都会の真夏の夜はじっとりとしていて、黙っていても汗が流れてくる。この時間でも、まだかなり気温は高い。懐中電灯を握る手も汗ばむ。ただ、キャンパスの最奥部に続く鬱蒼とした木々に囲まれたこの場所は灯りもなく、確実に気温は2、3度低いだろう。加えて、暗い夜道を1人で歩きながら、刑子達が語った永井の失踪話を反芻するにつれて体感的にはもっと気温は下がってくる。ここに来るまでにかいた汗が冷えていく。普段でも誰も近づかない場所だ。人気はまるでない。いつの間にか早足になる。

うっすらと旧講堂の輪郭が見えてきた。昨日、ゼミの奴らに聞いたところ20世紀初頭の建築らしい。何度か補修工事がなされ文化財指定もされているという。近づくにつれ、建物の荘厳さが分かってきた。新講堂に比べて小ぶりだが、がっしりとして威厳のようなものが感じられた。

それにしても、旧講堂前にバラバラに集合って、急に変更するとはなぁ。まぁ、そっちの方が1人だし、よっぽど怖いけど。それとも俺だけ1人で行かせて、3人でびくついている俺をどこかで見て笑う作戦かな。

約束の時間には遅れたが、旧講堂前にたどり着く。辺りに人の気配はない。



2日前、怪談話として消えた永井の話で盛り上がった。演劇部内殺人説。誘拐され食人鬼によってバラバラにされた説。UFOによるアブダクション説。とある宗教に入信した説。等々・・・。どれも噂の域を出ない都市伝説だった。そう言えば、警察以外でなにやら動いていた組織があったとか商子が言ってな。ただ、永井が今も大学に戻っていないことは事実だった。

そんな話をみんなでしているうちに肝試しに行くことは自然な流れだったが、商子は嫌がった。確かに昼間でも尚暗い所だ。夜になればどうなるかは想像がつく。だからこそ面白いと3人がかりで説得した。結局、4人で一緒に行くことと、帰りにみんなでご飯を食べることを条件に渋々同意した。

『早速、今日の夜行こうぜ』

『あーあたし、今日バイト入ってる』と民江

『あたしも』と刑子

『商子は、今日はいいけど明日はオフ会に行く予定』

『え、あんたオフ会なんて行くんだ』

『オフ会?』

『マジで』

3人同時に発言していた。どちらかと言えばおとなしい方の商子が積極的に行動するとは驚きだ。
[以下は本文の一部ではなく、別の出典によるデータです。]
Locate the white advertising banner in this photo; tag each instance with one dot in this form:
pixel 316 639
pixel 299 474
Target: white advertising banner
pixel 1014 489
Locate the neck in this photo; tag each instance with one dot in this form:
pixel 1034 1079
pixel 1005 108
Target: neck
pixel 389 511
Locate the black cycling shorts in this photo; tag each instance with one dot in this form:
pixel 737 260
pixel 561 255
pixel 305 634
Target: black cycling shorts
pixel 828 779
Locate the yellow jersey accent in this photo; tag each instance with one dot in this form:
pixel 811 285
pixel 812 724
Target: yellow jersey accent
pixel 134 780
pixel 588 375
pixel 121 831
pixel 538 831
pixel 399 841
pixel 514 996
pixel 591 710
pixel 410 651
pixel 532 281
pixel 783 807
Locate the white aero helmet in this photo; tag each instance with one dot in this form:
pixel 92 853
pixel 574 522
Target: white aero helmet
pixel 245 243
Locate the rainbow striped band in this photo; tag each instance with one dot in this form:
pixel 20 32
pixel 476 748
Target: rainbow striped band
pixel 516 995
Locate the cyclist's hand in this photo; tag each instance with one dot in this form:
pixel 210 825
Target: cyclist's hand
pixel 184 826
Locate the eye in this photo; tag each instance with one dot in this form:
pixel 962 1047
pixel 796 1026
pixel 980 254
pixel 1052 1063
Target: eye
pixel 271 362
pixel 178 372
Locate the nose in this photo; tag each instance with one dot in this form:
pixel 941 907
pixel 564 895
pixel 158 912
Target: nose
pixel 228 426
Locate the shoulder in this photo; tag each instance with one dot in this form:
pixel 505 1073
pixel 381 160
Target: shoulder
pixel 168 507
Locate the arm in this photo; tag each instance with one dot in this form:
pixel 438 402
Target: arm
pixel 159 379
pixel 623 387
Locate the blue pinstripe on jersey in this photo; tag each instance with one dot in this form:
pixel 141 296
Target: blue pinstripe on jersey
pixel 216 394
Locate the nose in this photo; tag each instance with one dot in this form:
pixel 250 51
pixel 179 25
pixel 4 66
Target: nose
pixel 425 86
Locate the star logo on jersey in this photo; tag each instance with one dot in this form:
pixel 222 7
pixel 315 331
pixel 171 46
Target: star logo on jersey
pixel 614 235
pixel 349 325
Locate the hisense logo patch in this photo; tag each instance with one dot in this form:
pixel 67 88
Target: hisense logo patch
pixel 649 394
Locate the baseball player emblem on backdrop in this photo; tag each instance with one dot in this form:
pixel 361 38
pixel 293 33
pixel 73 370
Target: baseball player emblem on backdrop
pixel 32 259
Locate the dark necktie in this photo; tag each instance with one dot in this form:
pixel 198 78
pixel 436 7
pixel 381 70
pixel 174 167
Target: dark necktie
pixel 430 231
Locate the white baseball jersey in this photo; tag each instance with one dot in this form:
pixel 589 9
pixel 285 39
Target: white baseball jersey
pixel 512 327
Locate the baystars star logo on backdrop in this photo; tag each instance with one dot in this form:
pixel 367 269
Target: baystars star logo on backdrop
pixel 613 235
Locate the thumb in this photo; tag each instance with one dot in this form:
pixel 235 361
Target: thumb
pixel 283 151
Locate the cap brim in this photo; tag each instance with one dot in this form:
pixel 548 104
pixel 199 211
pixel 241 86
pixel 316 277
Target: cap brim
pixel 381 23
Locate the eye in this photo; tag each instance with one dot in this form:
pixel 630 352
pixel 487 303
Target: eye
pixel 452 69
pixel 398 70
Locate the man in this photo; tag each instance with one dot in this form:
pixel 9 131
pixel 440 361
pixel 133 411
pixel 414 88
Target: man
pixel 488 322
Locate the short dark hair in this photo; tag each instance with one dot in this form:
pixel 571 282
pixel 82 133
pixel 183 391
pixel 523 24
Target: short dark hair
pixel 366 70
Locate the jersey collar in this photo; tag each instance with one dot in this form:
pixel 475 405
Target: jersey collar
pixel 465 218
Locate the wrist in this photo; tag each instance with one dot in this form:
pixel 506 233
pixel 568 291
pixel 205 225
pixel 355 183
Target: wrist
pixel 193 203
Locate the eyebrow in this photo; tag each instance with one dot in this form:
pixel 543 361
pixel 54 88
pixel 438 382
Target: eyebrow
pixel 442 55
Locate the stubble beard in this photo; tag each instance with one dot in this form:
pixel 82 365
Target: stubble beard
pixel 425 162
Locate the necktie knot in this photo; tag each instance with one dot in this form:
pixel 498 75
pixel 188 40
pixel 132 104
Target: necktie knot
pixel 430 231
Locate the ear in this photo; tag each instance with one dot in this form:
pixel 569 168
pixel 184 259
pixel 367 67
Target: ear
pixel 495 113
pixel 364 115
『明日が初参加なんだけど、かなり緊張してる。でもみんないい人ぽいし、本好きに悪い人はいないかなって』

『本関係のイベントなんだ』ほとんど読書をしない民江が興味を失ったように気のない返事をする。

『気をつけてね』刑子も関心をなくしたようだ。

『俺も明日、バイトだしな。そうしたら、明後日あたりでいいかな?』

決行日が決まった。



その夜の出来事


バレバレだよ・・・

見てればすぐわかるって・・・

恋する乙女の・・・

だからそんなんじゃ・・・

商子から積極的に・・・

昔から憲太はその辺鈍感で・・・

派手に驚いて既成事実を・・・

じゃぁがんばって・・・

私ら2人は行かないからさ・・・

ちょっと待ってよ・・・



時折吹く風に木々がざわめく。幽霊なんて信じてないが、さすがにいつまでも1人は心細くなってきた。内心、早く誰か出てきてくれないかと思っていた。
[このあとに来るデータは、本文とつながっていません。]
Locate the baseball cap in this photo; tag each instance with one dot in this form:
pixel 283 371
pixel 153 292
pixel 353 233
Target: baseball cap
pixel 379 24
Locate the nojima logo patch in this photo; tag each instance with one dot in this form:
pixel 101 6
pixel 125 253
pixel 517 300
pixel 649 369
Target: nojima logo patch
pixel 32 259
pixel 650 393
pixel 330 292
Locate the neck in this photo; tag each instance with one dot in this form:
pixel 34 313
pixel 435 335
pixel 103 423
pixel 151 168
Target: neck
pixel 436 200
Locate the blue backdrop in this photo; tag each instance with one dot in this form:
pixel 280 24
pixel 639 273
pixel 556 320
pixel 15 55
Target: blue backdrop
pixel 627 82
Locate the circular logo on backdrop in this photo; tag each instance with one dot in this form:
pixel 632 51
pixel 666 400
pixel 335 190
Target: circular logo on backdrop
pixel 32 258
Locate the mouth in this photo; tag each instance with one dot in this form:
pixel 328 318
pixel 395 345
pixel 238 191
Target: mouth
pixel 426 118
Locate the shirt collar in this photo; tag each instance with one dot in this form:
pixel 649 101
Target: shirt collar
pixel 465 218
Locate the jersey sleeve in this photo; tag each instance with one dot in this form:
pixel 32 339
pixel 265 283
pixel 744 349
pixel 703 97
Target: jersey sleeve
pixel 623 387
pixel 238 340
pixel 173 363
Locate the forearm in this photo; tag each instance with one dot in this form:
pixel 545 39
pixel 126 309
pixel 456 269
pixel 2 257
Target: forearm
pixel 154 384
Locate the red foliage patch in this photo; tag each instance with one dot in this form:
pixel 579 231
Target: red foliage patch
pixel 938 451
ようやく、遠くに明かりがちらちらと見えてきた。やっと来たようだ。おいおい、今更登場とは。3人で俺のへたれを見物するんじゃなかったのか。にしても、明る過ぎるような気がする。

突然、背後の旧講堂に気配を感じた。振り返り懐中電灯を向けた。何かが一瞬見えたが、すっと消えた。扉が薄く開いている。講堂の中に入ったようだ。どうして開いている?誰か先に来てたのか?疑問が次々と湧く。待つべきか迷ったが、自然と体が動き気がつくと重厚な木製の扉の前に立っていた。手をかけて、押し開く。ギーーーという軋んだ音が内部に響く。ねっとりとした重く澱んだ気体が噴き出してくる。一切の闇だった。呼吸が速くなる。足が動かない。一歩踏み出すのに、どれ位時間がかかったか。踏みしめる床が鳴る。気管に黒い何かが詰まるようだ。数メートル進んだところで、懐中電灯を足下から内部に向けた。左端の壁からゆっくりと右側へ動かしていく。光が黒を愛でるように優しく切り取っていく。やがて舞台を照らし上手のあたりに白っぽいものが見えた。目を凝らしてよく見ようとしたとき、微かに何かが聞こえた。声?誰かの声だ。内容は分からないが、繰り返し何かを言っている。聞き覚えがある。心拍数が跳ね上がる。

声が少しずつ明瞭になっていく。

『・・・の』

『・・・んだの』

商子、商子の声だ。

『商子!いるのか!』

講堂内に反響する。

『どこにいる!』

懐中電灯を上下左右に振り回す。光が一瞬、上手の白っぽいなにかがある傍らを映し、うつむいて立っている商子を舐める。慌ててもう一度懐中電灯を戻すが商子はいない。

その時、はっきり聞こえた。

『読んだの。私、読んだのよ』『ねぇ、読んで、憲太も』

息が止まる。

パニックになり懐中電灯を取り落とし耳を塞ぐ。懐中電灯は舞台に向かって緩い下り坂になっている客席の間を転がっていく。途中、椅子の脚に引っかかり壁面を照らす。

そこに、いた。

長袖シャツの男が。まさか。目を見開く。あまりのことで悲鳴すら上げられない。くぐもった息が口から漏れるだけだ。懐中電灯が再び転がり出す。光から外れたその男は闇に溶けて見えなくなった。やがて舞台の下まで到達した懐中電灯は動きを止め、何もない空間を照らすだけになった。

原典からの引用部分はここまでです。